The next hill was a scorcher with no shade and endless tarmac – so when I arrived at the final cut off very early to the sight of a local runner delivering hundreds of ice lollies – I got stuck in. Smashing my personal best I ate another 5 lollies before finally leaving for the long winding path to Cardiff.
The last 5 km seemed to take forever – the park near the castle felt huge and I was definitely trotting slowly by then.
The sense of relief crossing the finish line was immense and I burst out crying at seeing Jared stood there too. I was grateful to have made it in daylight and in time for the presentations too.
It’s taken a while to sink in that I’ve completed the Dragon’s Back Race.
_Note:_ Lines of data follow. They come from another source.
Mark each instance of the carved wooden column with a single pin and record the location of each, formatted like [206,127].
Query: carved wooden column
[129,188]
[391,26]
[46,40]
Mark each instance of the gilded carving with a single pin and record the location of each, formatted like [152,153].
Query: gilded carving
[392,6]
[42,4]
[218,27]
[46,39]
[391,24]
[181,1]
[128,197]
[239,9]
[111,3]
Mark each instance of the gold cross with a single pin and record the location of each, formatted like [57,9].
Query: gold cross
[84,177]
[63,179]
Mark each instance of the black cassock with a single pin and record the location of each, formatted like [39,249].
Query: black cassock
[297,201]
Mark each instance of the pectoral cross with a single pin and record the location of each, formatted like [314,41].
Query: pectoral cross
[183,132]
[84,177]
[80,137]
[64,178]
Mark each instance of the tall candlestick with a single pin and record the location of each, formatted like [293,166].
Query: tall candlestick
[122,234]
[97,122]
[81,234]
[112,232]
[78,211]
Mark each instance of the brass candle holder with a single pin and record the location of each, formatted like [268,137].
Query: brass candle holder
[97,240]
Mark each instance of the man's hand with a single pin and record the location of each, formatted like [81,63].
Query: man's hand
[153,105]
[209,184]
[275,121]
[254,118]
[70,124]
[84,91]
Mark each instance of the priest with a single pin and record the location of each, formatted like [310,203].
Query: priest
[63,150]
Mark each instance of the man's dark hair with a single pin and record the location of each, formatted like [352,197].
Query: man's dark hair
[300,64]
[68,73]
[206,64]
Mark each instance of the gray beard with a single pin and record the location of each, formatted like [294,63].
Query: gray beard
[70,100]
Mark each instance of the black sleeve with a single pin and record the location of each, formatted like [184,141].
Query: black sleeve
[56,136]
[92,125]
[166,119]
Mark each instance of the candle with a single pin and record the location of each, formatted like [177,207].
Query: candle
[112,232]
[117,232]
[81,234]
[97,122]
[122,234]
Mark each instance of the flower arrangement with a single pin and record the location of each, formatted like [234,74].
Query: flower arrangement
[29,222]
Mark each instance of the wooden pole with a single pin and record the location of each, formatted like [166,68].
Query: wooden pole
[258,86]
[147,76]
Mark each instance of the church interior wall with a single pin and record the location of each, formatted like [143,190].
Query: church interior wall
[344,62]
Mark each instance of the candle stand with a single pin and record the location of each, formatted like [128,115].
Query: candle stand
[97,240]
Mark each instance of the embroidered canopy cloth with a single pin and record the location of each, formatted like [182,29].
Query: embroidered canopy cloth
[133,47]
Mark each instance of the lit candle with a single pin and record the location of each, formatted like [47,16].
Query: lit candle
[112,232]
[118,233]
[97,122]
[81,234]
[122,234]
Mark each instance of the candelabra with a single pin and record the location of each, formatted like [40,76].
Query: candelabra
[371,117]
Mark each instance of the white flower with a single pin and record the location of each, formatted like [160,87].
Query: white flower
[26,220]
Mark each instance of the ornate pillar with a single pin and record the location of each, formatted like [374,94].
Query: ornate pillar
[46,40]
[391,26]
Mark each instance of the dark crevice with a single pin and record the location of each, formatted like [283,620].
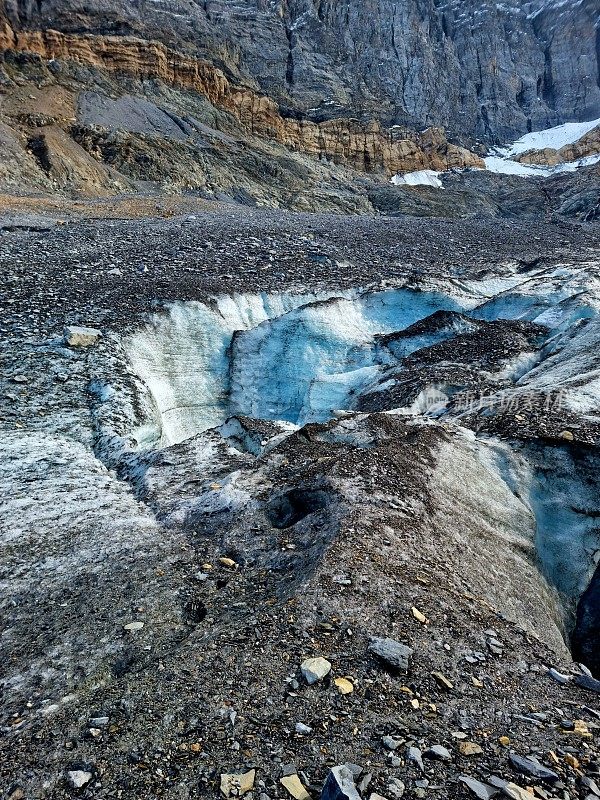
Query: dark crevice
[288,509]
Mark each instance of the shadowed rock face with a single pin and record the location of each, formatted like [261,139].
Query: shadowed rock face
[479,68]
[586,637]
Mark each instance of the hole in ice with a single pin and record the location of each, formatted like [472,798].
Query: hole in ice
[288,509]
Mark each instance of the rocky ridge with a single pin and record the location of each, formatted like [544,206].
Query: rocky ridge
[184,592]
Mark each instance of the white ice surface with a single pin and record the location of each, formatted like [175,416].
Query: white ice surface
[423,177]
[554,138]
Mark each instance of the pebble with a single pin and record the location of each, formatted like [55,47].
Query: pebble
[78,778]
[302,729]
[344,686]
[133,626]
[438,753]
[591,784]
[419,616]
[294,786]
[396,788]
[469,749]
[531,766]
[558,676]
[481,790]
[340,784]
[442,681]
[414,754]
[393,653]
[588,683]
[99,722]
[315,669]
[236,785]
[390,743]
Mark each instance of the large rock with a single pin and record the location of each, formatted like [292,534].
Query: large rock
[340,785]
[586,636]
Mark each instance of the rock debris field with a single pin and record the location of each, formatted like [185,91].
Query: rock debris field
[299,507]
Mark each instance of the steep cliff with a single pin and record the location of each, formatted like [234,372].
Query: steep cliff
[476,67]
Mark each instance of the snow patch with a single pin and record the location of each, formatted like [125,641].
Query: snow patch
[423,177]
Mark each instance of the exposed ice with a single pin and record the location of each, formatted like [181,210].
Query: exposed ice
[555,138]
[422,177]
[502,159]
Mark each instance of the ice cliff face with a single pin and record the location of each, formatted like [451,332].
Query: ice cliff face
[480,355]
[481,68]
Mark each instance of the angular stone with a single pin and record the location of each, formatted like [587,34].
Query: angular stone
[133,626]
[469,749]
[302,729]
[413,754]
[515,792]
[588,683]
[442,681]
[438,753]
[344,686]
[396,788]
[315,669]
[78,778]
[481,790]
[340,785]
[236,785]
[76,336]
[294,786]
[391,743]
[394,654]
[558,676]
[531,766]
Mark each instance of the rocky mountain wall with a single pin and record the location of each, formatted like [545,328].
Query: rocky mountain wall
[478,68]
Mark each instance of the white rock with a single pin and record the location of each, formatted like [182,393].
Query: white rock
[315,669]
[78,778]
[302,729]
[233,785]
[133,626]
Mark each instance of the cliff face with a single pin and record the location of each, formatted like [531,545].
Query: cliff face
[477,67]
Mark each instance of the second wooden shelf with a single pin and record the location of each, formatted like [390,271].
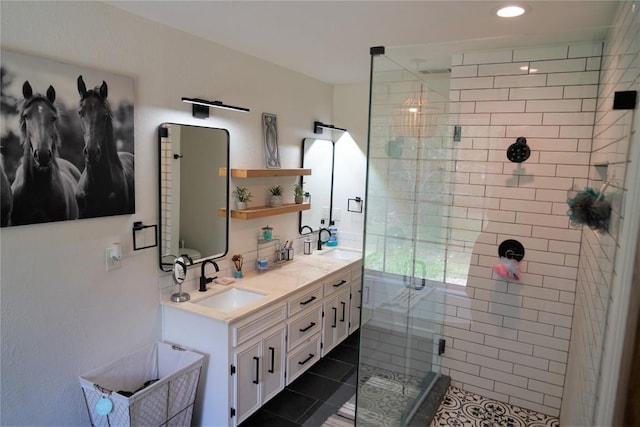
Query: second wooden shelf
[263,211]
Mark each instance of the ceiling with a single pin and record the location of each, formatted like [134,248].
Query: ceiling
[330,40]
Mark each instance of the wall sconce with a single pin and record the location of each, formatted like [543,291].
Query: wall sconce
[318,126]
[200,107]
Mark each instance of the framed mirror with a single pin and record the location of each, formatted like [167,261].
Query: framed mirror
[191,192]
[317,155]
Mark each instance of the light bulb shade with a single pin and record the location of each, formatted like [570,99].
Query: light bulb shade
[415,119]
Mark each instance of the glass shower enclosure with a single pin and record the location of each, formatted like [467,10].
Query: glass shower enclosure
[409,253]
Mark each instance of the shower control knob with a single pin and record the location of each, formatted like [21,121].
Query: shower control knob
[519,151]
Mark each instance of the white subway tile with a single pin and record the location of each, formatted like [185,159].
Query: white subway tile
[513,311]
[555,319]
[553,270]
[503,377]
[545,93]
[522,393]
[543,220]
[488,57]
[472,83]
[556,105]
[525,206]
[564,157]
[490,362]
[515,346]
[587,49]
[560,66]
[575,79]
[551,354]
[518,119]
[558,368]
[464,71]
[545,388]
[471,347]
[514,131]
[568,131]
[460,366]
[528,80]
[484,94]
[493,330]
[539,374]
[470,379]
[576,118]
[500,107]
[526,325]
[581,91]
[522,359]
[543,341]
[551,411]
[541,53]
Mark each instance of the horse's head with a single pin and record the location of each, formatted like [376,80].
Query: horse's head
[95,117]
[38,117]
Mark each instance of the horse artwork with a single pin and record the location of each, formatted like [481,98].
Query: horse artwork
[45,185]
[107,181]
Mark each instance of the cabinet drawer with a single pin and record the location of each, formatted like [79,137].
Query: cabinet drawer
[305,300]
[337,282]
[304,326]
[253,325]
[303,358]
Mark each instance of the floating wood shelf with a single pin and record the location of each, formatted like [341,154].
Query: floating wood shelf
[263,173]
[263,211]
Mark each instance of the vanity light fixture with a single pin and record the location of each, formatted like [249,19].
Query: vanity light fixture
[510,11]
[318,126]
[200,107]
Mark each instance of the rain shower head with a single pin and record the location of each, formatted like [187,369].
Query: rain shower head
[519,151]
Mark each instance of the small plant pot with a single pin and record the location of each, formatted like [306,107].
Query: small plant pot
[276,200]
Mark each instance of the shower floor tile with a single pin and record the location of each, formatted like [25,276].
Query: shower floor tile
[464,409]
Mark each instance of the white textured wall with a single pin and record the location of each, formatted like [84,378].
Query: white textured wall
[596,273]
[62,314]
[509,340]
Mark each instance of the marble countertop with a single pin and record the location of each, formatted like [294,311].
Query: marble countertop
[276,284]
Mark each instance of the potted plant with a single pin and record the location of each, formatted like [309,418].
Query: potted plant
[276,195]
[298,193]
[242,195]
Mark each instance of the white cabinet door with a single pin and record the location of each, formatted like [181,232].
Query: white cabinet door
[335,326]
[247,386]
[354,309]
[273,358]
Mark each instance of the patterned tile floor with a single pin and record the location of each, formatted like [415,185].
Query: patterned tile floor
[461,408]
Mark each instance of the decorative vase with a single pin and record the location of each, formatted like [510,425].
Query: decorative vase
[276,200]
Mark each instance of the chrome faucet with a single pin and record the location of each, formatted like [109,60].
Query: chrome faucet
[203,276]
[320,241]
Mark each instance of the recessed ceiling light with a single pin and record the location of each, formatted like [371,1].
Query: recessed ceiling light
[510,11]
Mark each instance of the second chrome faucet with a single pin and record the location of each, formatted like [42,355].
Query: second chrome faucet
[203,275]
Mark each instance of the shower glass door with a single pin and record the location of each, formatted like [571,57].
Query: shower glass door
[407,255]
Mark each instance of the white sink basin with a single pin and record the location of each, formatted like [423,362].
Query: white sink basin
[343,254]
[230,299]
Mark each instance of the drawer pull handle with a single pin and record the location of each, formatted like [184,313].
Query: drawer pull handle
[342,282]
[257,380]
[273,360]
[307,301]
[311,325]
[302,362]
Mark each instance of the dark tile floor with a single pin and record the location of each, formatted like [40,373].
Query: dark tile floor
[316,394]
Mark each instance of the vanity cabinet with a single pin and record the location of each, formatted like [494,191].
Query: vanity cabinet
[260,368]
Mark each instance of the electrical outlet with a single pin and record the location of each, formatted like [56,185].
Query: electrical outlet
[113,257]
While I know I trained for it, it was a massive leap up for me compared to anything I’d done before.
I’m hugely grateful to the people I met during the race, the support crew and all my friends and family who’d been cheering me on – though I hadn’t realised till after I’d finished.
I learnt a lot through the experience – I’m more determined that I thought I was, your nutrition plan can fall apart in different weather conditions, battered feet recover relatively quickly and there’s nothing like a cold bath in a hotel at the end of the day.